Feb 25, 2009

Afrikaner: South Africa Challenges Exile Vote


Active Image Government appeal to the Court of Appeal against ruling allowing South Africans abroad to vote.
 
 
 
 
Below is an article published by: BBC News

South Africa's government has applied to the country's highest court to appeal against a ruling saying South Africans abroad have the right to vote.

The judgement, made by Pretoria's High Court earlier this month [February 2009], has to be confirmed by the Constitutional Court.
 
But Home Affairs Minister Nosiviwe Mapisa-Nqakula says there were mistakes in the ruling, national radio reported.

If confirmed by the Constitutional Court, the decision could delay the 22 April [2009] general elections.
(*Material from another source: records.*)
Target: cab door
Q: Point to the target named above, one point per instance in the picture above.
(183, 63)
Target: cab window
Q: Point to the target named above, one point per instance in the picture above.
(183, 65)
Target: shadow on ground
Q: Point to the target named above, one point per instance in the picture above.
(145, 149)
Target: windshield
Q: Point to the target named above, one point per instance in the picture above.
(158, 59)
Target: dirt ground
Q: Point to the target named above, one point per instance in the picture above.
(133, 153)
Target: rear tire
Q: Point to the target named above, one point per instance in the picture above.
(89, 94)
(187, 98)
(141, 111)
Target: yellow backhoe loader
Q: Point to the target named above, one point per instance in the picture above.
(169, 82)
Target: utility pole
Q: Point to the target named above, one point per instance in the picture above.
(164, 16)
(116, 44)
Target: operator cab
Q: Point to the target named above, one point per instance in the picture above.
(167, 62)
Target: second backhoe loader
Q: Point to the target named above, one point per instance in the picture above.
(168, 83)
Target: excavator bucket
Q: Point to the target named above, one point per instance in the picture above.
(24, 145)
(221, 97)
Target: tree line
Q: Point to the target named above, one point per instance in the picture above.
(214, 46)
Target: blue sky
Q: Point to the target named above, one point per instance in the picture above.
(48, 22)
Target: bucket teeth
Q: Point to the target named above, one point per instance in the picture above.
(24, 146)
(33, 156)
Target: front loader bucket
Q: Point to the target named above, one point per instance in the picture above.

Some two million South Africans live abroad.

According to the South African Broadcasting Corporation, Ms Mapisa-Nqakula said that the ruling disqualified certain classes of absent citizens from voting - and was therefore discriminatory.
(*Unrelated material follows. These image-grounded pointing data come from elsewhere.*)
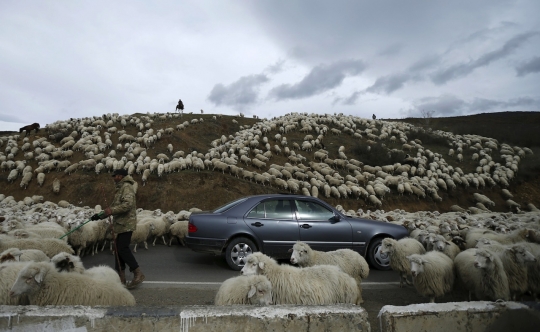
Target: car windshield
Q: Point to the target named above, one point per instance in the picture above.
(229, 205)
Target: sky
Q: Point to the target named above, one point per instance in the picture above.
(392, 58)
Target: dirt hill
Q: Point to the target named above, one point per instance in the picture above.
(209, 189)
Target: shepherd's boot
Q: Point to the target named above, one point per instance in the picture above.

The opposition Afrikaner nationalist Freedom Front Plus party brought the original case on behalf of a South African school teacher living in the UK.

The Constitutional Court is due to hear the applications next week.
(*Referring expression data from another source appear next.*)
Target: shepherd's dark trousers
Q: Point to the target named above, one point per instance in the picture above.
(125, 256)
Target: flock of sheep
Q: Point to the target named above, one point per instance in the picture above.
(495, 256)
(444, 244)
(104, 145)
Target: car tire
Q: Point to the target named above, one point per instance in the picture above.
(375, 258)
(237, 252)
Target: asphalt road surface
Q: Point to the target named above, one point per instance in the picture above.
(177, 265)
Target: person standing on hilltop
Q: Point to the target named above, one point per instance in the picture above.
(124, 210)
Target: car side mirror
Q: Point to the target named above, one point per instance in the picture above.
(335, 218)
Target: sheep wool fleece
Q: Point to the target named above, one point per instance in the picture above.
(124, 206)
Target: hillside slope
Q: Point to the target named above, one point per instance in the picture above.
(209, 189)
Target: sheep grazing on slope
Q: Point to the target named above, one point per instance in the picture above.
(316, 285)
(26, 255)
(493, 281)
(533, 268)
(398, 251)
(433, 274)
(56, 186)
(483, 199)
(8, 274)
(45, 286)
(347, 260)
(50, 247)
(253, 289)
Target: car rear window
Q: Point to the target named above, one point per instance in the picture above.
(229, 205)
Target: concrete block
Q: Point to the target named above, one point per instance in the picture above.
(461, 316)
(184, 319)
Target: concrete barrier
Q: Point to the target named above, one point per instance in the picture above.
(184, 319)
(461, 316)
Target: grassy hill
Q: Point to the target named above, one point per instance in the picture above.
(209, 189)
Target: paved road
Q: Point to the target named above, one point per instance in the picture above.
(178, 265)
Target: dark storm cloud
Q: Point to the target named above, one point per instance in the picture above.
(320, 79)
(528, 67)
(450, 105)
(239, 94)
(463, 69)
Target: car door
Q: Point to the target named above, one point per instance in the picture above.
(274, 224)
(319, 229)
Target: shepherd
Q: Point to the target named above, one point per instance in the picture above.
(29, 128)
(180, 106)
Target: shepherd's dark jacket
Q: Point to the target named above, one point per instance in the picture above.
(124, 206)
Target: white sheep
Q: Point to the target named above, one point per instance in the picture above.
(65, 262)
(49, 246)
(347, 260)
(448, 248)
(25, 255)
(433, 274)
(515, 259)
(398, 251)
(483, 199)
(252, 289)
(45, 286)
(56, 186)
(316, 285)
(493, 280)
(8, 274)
April's [2009] poll is shaping up to be the most interesting since the end of apartheid in 1994.

African National Congress (ANC) leader Jacob Zuma is the front-runner to become president but his bid has been overshadowed by the corruption charges he is facing.

He will face Methodist bishop Mvume Dandala - the candidate from the breakaway Congress of the People (Cope) party, which could win enough votes to deny the ANC a two-thirds majority to parliament, needed to change the constitution.